A MP 1.171 soluciona o problema de forma equilibrada. São criadas alíquotas progressivas de 0%, 15% e 22,5% sobre os rendimentos financeiros no exterior. O lucro de uma offshore passa a ser tributado pelo sócio pessoa física todo ano. A variação cambial do principal aplicado só é tributada no retorno de capital ao Brasil, como já ocorria antes.
As aplicações financeiras no exterior feitas pela pessoa física (sem a interposição de empresa offshore), que ficavam sujeitas ao imposto de 27,5% ou de 15% a 22,5%, dependendo da situação, com incertezas, têm a sua tributação unificada na tabela nova. A MP simplifica a vida do contribuinte ao permitir o pagamento do imposto uma vez só, após o fim do ano, evitando a dor de cabeça dos recolhimentos mensais.
A norma vai além e regulamenta os trusts, uma figura contratual muito utilizada em países de origem anglo-saxã para sucessão familiar. Os trusts não estavam previstos na nossa legislação tributária, o que gerava insegurança jurídica e risco de dupla incidência de impostos, ou nenhuma incidência de impostos – ambas situações indesejadas. A solução é a mais simples possível, a transparência do trust para fins fiscais.
A nova regra foi publicada por MP na véspera do 1º de maio porque a correção da faixa de isenção do imposto de renda da pessoa física para dois salários mínimos (R$ 2.640) não podia esperar. A tributação das offshores, focalizada nos mais ricos, é a fonte de financiamento da nova faixa de isenção, beneficiando os mais pobres. É uma solução estrutural, adequando o nosso imposto de renda às práticas internacionais recomendadas pela OCDE e adotadas há décadas por países como os EUA, o Reino Unido e outros tantos da União Europeia e da América Latina.
Os dispositivos da MP sobre tributação de aplicações financeiras no exterior só entram em vigor em 1º de janeiro de 2024, após a tramitação pelo Congresso Nacional, que dispõe do prazo de até 120 dias (suspenso no recesso parlamentar) para análise.

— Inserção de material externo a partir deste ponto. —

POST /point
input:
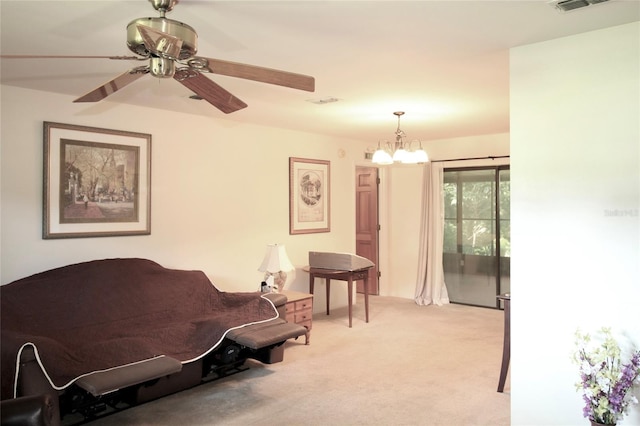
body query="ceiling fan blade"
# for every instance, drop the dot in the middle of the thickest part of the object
(159, 43)
(127, 58)
(114, 85)
(208, 90)
(261, 74)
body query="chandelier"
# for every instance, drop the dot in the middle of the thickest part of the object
(400, 151)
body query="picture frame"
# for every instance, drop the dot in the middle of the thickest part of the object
(97, 182)
(309, 196)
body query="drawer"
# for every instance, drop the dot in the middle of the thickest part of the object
(360, 276)
(289, 308)
(303, 304)
(306, 324)
(303, 316)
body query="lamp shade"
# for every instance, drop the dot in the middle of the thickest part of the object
(276, 259)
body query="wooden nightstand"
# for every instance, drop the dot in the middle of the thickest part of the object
(299, 309)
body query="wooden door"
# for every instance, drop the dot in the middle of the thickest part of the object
(367, 222)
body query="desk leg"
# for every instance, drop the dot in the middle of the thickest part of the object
(350, 289)
(366, 296)
(328, 281)
(506, 346)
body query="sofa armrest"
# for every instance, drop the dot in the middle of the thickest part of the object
(32, 410)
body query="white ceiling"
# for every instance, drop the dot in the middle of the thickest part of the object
(445, 63)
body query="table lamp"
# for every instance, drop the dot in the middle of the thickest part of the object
(275, 264)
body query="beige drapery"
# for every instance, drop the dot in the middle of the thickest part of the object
(430, 286)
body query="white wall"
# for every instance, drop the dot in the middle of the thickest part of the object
(400, 204)
(220, 193)
(575, 159)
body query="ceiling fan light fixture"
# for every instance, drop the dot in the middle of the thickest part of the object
(399, 151)
(381, 157)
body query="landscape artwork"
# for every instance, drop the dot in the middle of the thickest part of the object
(309, 196)
(96, 182)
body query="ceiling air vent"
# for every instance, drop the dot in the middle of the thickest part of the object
(568, 5)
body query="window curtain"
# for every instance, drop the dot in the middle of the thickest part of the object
(430, 287)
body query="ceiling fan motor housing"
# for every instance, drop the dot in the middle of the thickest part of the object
(184, 32)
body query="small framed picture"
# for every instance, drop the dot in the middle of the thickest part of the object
(97, 182)
(309, 196)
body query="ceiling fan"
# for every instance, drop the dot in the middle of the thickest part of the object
(170, 47)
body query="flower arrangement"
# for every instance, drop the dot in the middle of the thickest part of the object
(605, 381)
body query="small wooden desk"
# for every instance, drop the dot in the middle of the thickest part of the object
(506, 344)
(349, 276)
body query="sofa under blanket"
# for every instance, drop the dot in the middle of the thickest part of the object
(104, 314)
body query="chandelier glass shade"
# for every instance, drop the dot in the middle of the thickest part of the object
(400, 151)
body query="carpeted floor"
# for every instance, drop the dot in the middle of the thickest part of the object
(410, 365)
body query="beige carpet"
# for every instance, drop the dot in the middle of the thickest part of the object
(410, 365)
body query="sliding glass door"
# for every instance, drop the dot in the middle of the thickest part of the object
(477, 234)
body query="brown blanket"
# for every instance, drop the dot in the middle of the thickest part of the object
(106, 313)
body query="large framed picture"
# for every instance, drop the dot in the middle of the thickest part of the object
(309, 196)
(97, 182)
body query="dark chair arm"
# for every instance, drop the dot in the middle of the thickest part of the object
(32, 410)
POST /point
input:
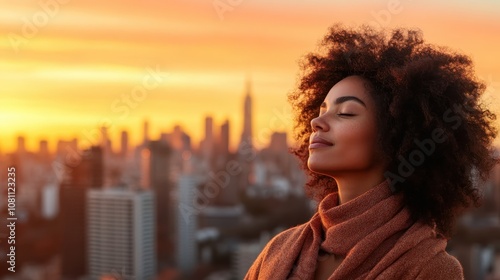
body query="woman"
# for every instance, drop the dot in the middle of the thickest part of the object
(394, 138)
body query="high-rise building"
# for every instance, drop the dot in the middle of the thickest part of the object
(145, 131)
(224, 138)
(246, 136)
(186, 225)
(124, 144)
(21, 145)
(121, 233)
(43, 151)
(246, 150)
(159, 171)
(88, 173)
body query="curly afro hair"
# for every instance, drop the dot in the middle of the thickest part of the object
(433, 130)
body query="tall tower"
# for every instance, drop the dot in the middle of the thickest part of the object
(121, 233)
(224, 138)
(145, 132)
(246, 136)
(246, 151)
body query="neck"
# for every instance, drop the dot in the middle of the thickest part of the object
(351, 186)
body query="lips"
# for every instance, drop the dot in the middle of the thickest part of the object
(318, 142)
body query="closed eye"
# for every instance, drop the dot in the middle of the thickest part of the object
(346, 115)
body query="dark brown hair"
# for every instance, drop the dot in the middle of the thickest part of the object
(433, 130)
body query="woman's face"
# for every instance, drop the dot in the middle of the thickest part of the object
(344, 138)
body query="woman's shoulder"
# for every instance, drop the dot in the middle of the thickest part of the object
(288, 236)
(442, 266)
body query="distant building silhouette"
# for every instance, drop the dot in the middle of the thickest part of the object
(124, 144)
(246, 149)
(187, 224)
(72, 205)
(159, 176)
(224, 139)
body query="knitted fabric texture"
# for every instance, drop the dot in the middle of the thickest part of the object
(373, 232)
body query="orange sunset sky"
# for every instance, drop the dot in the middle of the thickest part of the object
(65, 66)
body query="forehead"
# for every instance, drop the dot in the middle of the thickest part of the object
(353, 86)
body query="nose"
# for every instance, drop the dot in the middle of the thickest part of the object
(318, 124)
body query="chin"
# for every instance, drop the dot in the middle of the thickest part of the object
(318, 168)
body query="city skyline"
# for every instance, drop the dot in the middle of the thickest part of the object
(70, 65)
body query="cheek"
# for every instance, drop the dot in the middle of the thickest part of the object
(358, 142)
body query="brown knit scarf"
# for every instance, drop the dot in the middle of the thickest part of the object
(373, 232)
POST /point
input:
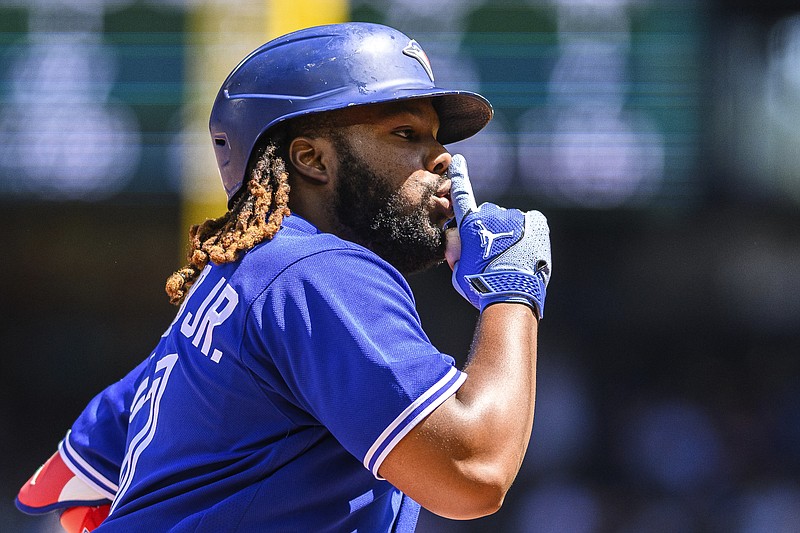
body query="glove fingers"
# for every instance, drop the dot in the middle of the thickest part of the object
(461, 194)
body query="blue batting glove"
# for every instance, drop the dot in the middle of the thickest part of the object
(505, 253)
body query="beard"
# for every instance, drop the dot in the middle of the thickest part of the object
(376, 215)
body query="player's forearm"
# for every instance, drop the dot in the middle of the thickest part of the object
(497, 399)
(471, 447)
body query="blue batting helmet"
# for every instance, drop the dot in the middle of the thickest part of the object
(325, 68)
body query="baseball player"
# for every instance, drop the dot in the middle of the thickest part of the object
(295, 389)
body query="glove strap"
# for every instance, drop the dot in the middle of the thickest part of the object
(510, 286)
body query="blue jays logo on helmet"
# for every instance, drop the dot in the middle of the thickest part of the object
(325, 68)
(413, 49)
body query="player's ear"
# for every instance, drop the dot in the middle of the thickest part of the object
(310, 156)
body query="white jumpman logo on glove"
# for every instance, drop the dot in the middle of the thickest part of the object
(488, 238)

Na transição para o novo regime, a MP dá ao contribuinte a opção de atualizar o valor dos seus ativos no exterior até o final de 2022 (e de 2023 para as offshores) e pagar o imposto sobre o ganho de capital pela alíquota reduzida de 10%. A adesão deve ser feita pelo contribuinte após a conversão em lei da MP e até o dia 30 de novembro de 2023.
O Ministério da Fazenda tem ouvido os contribuintes em diversas audiências e eventos com o setor privado e a academia. Recebemos, preponderantemente, apoio à tributação das offshores e sugestões de aperfeiçoamento do texto. Estamos refletindo sobre temas como variação cambial e formatos complexos de trusts, como os irrevogáveis e discricionários. Essas sugestões serão apreciadas no Congresso Nacional, onde foram apresentadas 106 emendas ao texto. Para responder as dúvidas, divulgamos um arquivo de perguntas e respostas online, atualizado periodicamente.
Estamos trabalhando em prol de um sistema tributário mais justo e eficiente. A MP de tributação das empresas offshore e desoneração das pessoas de baixa renda é um passo importante nessa direção.
Daniel Abraham Loria é diretor da Secretaria Extraordinária da Reforma Tributária do Ministério da Fazenda, professor e pesquisador do Insper.